You should remember Fred Rouse today
He was lynched 102 years ago.
Last year, I joined a ceremony to celebrate the life of Fred Rouse, a local black man who was lynched by a white mob on December 11, 1921. The gathering, organized by the Tarrant County Coalition for Peace and Justice, was well-attended. Many, including Fort Worth City Council members and a representative from a local congressman’s office, spoke about the need to remember and learn from racist violence of the past.
But it was Rouse’s grandson, Fred Rouse III, who spoke most eloquently. He talked to the crowd about the tree from which his grandfather was hanged, the tree of systemic racism, and its bitter fruit:
I want to tell America: You may have taken the rope off our necks but the tree is still standing.
When I talk about the tree, I'm talking about the tree of systemic racism that has taken root in this country and all over the world. I'm talking about the tree that has beared the fruits of injustice and bigotry throughout America.

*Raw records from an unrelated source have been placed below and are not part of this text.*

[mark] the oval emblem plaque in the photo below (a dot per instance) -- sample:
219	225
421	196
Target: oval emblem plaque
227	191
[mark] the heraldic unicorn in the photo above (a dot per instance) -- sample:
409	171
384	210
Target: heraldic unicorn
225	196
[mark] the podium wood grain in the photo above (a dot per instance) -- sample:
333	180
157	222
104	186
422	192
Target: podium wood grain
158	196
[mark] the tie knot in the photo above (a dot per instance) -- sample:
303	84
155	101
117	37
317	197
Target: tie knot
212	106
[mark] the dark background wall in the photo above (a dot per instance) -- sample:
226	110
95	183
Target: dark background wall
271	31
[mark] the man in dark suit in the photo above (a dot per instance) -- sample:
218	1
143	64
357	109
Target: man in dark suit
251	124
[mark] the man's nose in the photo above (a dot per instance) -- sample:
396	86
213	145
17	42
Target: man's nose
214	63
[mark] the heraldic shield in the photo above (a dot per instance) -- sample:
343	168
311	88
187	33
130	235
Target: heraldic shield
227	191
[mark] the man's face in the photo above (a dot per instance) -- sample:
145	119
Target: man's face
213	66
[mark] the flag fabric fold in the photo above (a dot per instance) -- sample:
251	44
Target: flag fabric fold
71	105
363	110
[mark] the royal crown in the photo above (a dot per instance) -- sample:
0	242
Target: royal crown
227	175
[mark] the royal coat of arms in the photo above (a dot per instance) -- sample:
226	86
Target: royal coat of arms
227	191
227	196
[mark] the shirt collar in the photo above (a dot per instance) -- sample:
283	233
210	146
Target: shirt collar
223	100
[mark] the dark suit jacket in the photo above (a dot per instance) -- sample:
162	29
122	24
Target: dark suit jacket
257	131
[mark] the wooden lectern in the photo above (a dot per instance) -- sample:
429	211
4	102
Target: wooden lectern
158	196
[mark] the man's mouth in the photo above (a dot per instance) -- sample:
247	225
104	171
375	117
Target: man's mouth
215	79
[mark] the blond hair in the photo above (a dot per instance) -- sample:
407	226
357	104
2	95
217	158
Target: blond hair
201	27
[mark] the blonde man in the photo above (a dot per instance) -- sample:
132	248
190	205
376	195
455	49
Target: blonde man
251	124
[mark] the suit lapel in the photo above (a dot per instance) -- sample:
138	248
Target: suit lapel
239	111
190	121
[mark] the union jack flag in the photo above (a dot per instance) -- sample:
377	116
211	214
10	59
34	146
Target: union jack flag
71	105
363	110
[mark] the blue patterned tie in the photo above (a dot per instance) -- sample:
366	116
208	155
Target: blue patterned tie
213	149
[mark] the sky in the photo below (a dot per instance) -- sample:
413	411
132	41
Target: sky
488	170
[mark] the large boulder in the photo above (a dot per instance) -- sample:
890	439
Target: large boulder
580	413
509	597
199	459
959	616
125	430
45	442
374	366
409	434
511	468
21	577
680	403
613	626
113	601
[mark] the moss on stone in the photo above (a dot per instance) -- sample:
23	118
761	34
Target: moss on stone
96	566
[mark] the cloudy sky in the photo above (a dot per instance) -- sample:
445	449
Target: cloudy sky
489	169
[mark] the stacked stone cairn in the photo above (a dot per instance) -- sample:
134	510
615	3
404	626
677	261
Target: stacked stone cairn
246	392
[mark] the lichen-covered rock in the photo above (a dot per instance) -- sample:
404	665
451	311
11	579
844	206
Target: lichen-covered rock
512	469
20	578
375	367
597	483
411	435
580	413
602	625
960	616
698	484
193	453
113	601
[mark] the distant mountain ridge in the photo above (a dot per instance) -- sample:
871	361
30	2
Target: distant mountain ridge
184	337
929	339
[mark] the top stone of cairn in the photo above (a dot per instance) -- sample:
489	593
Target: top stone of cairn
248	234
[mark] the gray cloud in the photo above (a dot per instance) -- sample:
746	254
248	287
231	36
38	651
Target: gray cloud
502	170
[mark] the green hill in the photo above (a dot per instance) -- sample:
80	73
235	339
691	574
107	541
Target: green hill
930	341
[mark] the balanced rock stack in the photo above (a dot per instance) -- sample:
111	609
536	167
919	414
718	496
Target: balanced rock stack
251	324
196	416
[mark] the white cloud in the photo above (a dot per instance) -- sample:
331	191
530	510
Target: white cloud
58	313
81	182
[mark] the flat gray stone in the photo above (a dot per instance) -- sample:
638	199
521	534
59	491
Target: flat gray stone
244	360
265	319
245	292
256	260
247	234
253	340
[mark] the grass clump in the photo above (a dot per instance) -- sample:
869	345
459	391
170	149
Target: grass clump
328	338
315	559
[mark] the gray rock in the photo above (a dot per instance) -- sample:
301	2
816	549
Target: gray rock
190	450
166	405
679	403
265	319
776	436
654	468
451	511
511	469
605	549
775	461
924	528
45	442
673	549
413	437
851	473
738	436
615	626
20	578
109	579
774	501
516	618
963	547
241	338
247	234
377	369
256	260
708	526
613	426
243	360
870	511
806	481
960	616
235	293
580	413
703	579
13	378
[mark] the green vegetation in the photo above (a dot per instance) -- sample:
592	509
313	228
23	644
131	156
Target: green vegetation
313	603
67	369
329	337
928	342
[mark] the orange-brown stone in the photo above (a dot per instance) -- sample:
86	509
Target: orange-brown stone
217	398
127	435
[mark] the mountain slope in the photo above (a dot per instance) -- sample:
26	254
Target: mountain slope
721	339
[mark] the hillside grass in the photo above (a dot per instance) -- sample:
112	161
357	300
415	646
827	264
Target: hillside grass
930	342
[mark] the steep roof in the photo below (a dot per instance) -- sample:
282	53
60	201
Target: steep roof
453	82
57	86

We can't even sit in our own car and eat McDonald's without someone opening the car door and shooting us into the car. Remember Erik Cantu.
The tree is still standing.
We can't even be unarmed at a gas station without someone walking up to us and shooting us four times for no reason. Remember Jonathan Price.

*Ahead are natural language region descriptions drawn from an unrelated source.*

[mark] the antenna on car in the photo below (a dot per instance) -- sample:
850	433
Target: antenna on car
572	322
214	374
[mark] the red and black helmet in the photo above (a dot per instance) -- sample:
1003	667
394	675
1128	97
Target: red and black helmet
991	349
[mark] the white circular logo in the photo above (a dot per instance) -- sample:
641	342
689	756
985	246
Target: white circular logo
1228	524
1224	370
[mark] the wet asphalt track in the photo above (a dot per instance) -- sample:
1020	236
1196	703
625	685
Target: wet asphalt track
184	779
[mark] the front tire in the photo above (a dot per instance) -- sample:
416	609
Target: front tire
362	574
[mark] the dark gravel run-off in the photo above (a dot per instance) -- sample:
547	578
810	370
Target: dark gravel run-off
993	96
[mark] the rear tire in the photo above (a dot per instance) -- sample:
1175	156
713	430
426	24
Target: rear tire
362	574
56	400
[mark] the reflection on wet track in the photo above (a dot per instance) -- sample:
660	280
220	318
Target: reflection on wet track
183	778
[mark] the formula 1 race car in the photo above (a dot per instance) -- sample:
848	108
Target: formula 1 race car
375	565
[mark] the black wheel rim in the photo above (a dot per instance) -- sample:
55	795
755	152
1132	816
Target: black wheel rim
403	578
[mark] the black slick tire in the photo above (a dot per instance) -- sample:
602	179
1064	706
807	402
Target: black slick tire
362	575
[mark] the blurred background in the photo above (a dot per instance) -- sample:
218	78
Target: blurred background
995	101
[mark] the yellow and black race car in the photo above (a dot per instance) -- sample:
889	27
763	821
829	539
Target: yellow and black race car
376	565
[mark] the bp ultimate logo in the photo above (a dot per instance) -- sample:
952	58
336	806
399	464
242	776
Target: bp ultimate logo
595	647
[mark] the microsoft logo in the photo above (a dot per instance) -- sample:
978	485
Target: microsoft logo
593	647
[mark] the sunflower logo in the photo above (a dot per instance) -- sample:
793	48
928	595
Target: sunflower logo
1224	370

The tree is still standing.
We have to wait almost three years for a trial to begin when someone shoots us through a window at our own home. Remember Atatiana Jefferson.
The tree is still standing.
I don’t have any deep historical insight to offer today. There’s a lot that could be said about how this past injustice isn’t really past and how most of Fort Worth has yet to even learn about Fred Rouse, much less engage meaningfully with the city’s legacy of racist violence. But I mostly just didn’t want to let this day — the 102nd anniversary of his killing — pass without comment.

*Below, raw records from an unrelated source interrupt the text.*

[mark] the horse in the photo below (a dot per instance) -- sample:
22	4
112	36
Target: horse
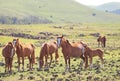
69	50
24	50
46	50
102	40
8	52
92	53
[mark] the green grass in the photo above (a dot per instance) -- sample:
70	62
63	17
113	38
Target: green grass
64	11
111	52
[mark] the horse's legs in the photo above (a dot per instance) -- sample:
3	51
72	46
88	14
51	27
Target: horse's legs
66	67
56	56
98	44
29	62
86	61
46	57
10	65
83	58
6	65
69	62
91	63
18	63
102	61
22	63
50	60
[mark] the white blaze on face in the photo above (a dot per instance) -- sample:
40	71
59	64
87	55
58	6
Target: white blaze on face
58	41
14	42
12	53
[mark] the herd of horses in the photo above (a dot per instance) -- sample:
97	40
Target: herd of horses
75	50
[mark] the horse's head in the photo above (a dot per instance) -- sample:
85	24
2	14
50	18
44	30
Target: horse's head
41	62
59	40
15	42
11	49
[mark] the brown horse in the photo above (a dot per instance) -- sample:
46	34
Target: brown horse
8	52
46	50
24	50
75	50
92	53
102	40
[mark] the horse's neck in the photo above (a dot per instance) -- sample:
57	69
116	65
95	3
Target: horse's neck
19	47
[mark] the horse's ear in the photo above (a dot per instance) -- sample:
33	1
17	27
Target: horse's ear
54	42
17	39
67	41
62	36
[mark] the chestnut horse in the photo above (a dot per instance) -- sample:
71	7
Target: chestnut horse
46	50
75	50
102	40
24	50
8	52
92	53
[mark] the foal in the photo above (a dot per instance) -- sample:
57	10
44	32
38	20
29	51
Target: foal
24	50
69	50
46	50
92	53
8	52
101	40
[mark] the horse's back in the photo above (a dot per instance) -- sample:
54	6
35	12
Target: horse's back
52	47
6	51
76	49
28	49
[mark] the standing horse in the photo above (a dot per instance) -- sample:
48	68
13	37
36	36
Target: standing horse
8	52
102	40
46	50
72	50
92	53
24	50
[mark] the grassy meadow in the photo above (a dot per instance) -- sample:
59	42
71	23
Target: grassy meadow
73	32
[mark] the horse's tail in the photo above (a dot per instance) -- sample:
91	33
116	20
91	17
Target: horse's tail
33	54
100	52
44	49
56	54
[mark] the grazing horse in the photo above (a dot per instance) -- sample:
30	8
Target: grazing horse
46	50
75	50
24	50
102	40
8	52
92	53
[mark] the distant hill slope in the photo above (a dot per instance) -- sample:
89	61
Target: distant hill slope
116	11
50	11
109	6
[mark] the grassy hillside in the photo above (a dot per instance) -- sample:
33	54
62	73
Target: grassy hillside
110	71
109	6
47	11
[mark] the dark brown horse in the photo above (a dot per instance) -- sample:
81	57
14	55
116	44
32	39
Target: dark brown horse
94	52
46	50
75	50
24	50
101	40
8	52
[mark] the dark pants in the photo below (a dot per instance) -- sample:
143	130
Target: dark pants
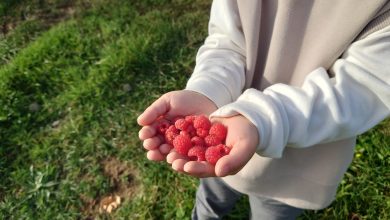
215	199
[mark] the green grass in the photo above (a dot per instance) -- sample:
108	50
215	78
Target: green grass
71	89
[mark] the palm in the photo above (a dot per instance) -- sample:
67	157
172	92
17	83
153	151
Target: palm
170	105
242	137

If you’ve never done so, you should visit the memorial site for yourself, which sits at the corner of Northeast 12th Street and Samuels Avenue. Here’s the text of the historical marker, which is worth reading in full:
On December 11, 1921, Mr. Fred Rouse, a Black citizen, husband, father, and non-union butcher at Swift & Co. meatpacking, was lynched at this site by a white mob. Five days prior, he was beaten on Exchange Avenue in the Stockyards by a mob of meatpackers from a whites-only union who were picketing Swift & Co. After stabbing, then bludgeoning him with a nearby streetcar guardrail, the mob believed that they had murdered Mr. Rouse. Niles City police officers asked the agitated mob to relinquish Mr. Rouse’s body to them. They placed his body in the back of a police car, and after realizing that he was alive, drove him to the City & County Hospital Negro Ward at E. 4th and Jones Streets. At 11 pm on December 11, another white mob abducted Mr. Rouse from the hospital and drove him down Samuels Avenue to this site. Twenty minutes later, he was hanged from a hackberry tree and his body was riddled with bullets. A bloody pistol was found under his feet. During this era, Black workers like Mr. Rouse were regularly excluded from union membership, denied worker protections, and often faced hostile contempt and lethal violence from white workers seeking to maintain economic control. Three white men were charged in the murder of Mr. Rouse, including the acting Niles City police chief and another officer. All were acquitted. No one has ever been held accountable. Memorializing Mr. Fred Rouse reminds us to remain vigilant in pursuit of racial justice.
I was hoping there would be another ceremony or some other public acknowledgement of Fred Rouse’s lynching in 2023. As far as I can tell, there hasn’t been and won’t be. I emailed the Tarrant County Coalition for Peace and Justice last week to ask whether they were planning any such event, but never heard back. The Transform 1012 N. Main Street project, which is working to rehabilitate the North Side’s decrepit former Ku Klux Klan hall into a community center that bears Fred Rouse’s name, also doesn’t seem to have planned anything and hasn’t posted publicly about the anniversary of his death.
There is still, as far as I know, an ongoing plan to develop the site of Rouse’s lynching and turn it into a park. If you visit the historical marker now, you’ll also see a sign with plans for the park, a design based on the community’s input, though there are no indications that work has started yet. (Here’s a link to a rendering of what the park might look like when finished.)
I don’t think Fred Rouse is in danger of being forgotten, but if Fort Worth is ever going to move forward, we’ll need to keep talking about him. We’ve got a long way to go before we manage to achieve anything substantial like, say, a program of reparations for wrongs done to the black community or a sustained public investment in 76104, which still has the lowest life expectancy of any ZIP code in Texas.
Rouse’s grandson said last year that the tree is still standing and, when it comes to Fort Worth, I see no reason to disbelieve him.